Context is everything the model sees

In the first post, we established that “Chat” is an illusion: a UI wrapper around a document completion engine.

But if it’s just completing a document, how does it hold a conversation? How does it know I asked about Python three messages ago?

The answer is simple: the model doesn’t remember, it just reacts to the tokens currently in the buffer.

The Amnesiac Author

Imagine a brilliant but exhausted author who suffers from total explicit amnesia. They can write beautifully, but the moment they put their pen down, they forget everything they just wrote. They forget who you are. They forget they are even a writer.

To get this author to write a story for you within a conversational flow, you have to adopt a very specific workflow:

You walk into the room and hand them a page comprising the story so far.
They read it, write one single sentence at the bottom, and hand it back to you.
They immediately forget everything.
To get the next sentence, you must hand them the entire page again (including the sentence they just wrote) plus your new instruction.

This is exactly how an LLM works. There is no “session” on the server, and there is no hidden “memory” bank where it stores your chat history. The API is a stateless function:

1
output_token = model(context_window)

It takes the tokens you give it, predicts the next piece, and terminates.

The Autoregressive Reality

While we often say context is what you send, in reality, context is everything the model “sees” at the moment of prediction.

This includes:

The Prompt: The history and instructions you provided.
The Output-so-far: The tokens the model has already generated in the current response.
The Hidden Context: Internal reasoning traces or “thinking” tokens.

As the model generates a sentence, it is constantly reading its own previous words to decide the next one. This autoregressive loop means the “author’s” manuscript isn’t just the page you handed them, it is the sum of your input and their own reasoning output.

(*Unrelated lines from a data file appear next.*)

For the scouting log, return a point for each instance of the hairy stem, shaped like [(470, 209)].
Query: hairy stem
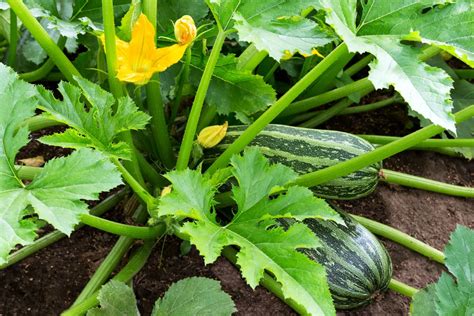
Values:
[(279, 106), (407, 180), (428, 143), (401, 238), (44, 69), (136, 232), (43, 38), (13, 40), (193, 120), (402, 288), (250, 58), (133, 266)]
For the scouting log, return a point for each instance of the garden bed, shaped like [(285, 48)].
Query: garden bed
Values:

When we talk about the “context window,” we aren’t talking about the model’s memory. We are talking about the input buffer for the current function call.

Visualizing the Accumulation

Because the model forgets immediately, the “memory” of a conversation is actually just a growing log of text that you (the developer) manage. You aren’t “saving” text to the model, you are “resending” the log.

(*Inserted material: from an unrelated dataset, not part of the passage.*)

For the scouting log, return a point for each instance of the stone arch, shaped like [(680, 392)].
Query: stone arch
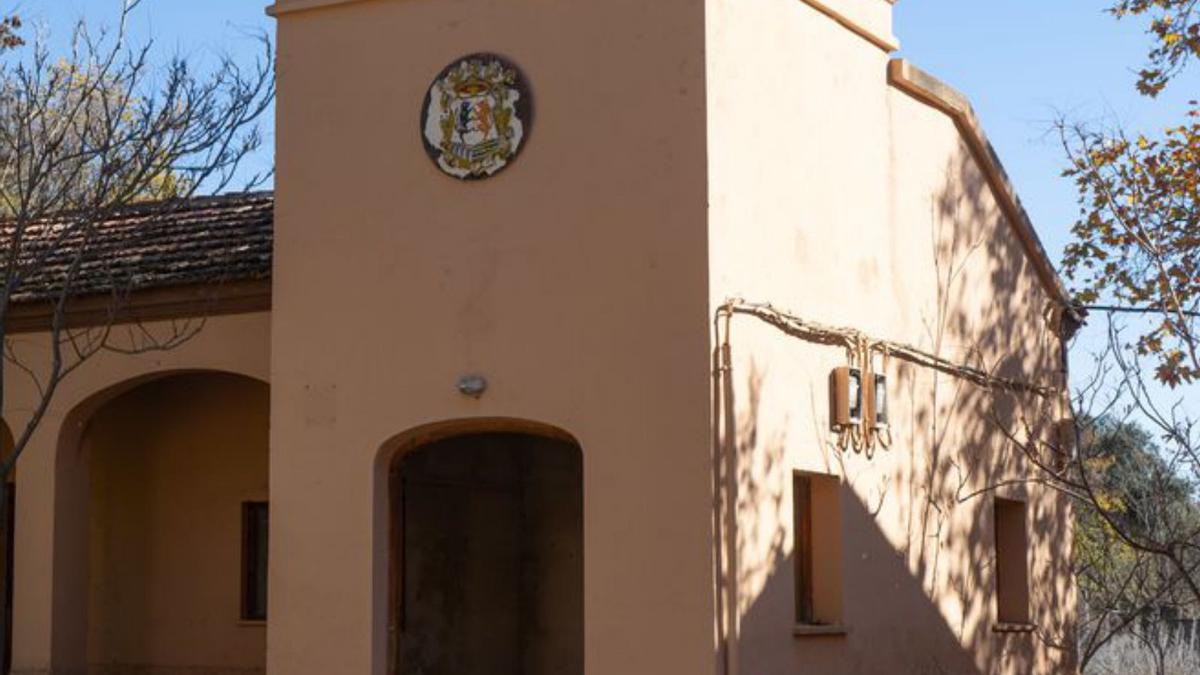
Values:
[(150, 477), (483, 524)]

Context Accumulation Diagram

Notice how the input payload (the cyan box) grows linearly with every turn. By Step 3, you are paying to re-process Message 1 and Reply 1 again, just so the model has the context to answer Message 3.

Context != Memory

This distinction fundamentally changes how you architect AI applications.

Memory implies persistence. If I tell a database my name, it remembers it tomorrow.

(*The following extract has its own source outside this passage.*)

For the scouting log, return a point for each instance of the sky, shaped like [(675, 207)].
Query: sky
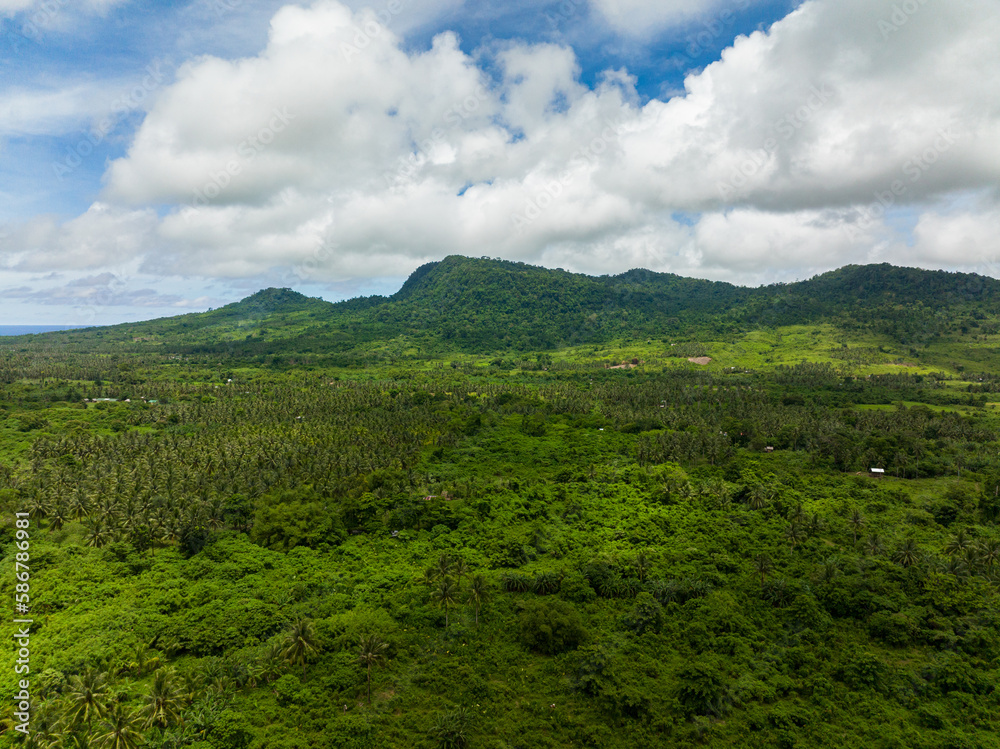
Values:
[(159, 157)]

Context is ephemeral. It exists only for the duration of the generation.

If you want an LLM to “remember” something from yesterday, you have to fetch it from your database (memory) and paste it into the prompt (context) right now. This is the entire basis of RAG (Retrieval Augmented Generation). RAG is simply a mechanism to swap things in and out of the “amnesiac author’s” manuscript because the manuscript has a valid page limit.

The Cost of Amnesia

The “context window” has a hard size limit (e.g., 200k tokens). But long before you hit that limit, you hit the latency/cost barrier.

Since you are re-sending the entire history every time:

Cost grows quadratically (or linearly if caching is enabled) with conversation length.
Latency increases because the model has to “read” (process) existing tokens
before generating the next token.

The Cache Exception

Recently, providers like Anthropic, Google, and OpenAI have introduced context caching. This allows the server to keep the “processed state” (KV cache) of the prefix tokens in memory for a short time.

While this saves compute (generating the keys and values from scratch), the model still has to attend to those cached states. The “Author” doesn’t have to re-read the text word-by-word to build their mental model again (compute KVs), but they still have to think about that information (attention) to write the next line. Every token must still compare itself with every other token.

This is why, even as windows grow to millions of tokens, we still have an attention budget.

Summary

Stateless: The model is a fresh instance every time.
Context is Visibility: Context is everything the model “attends” to, including its own current output.
You are the Database: The client is responsible for maintaining long-term state.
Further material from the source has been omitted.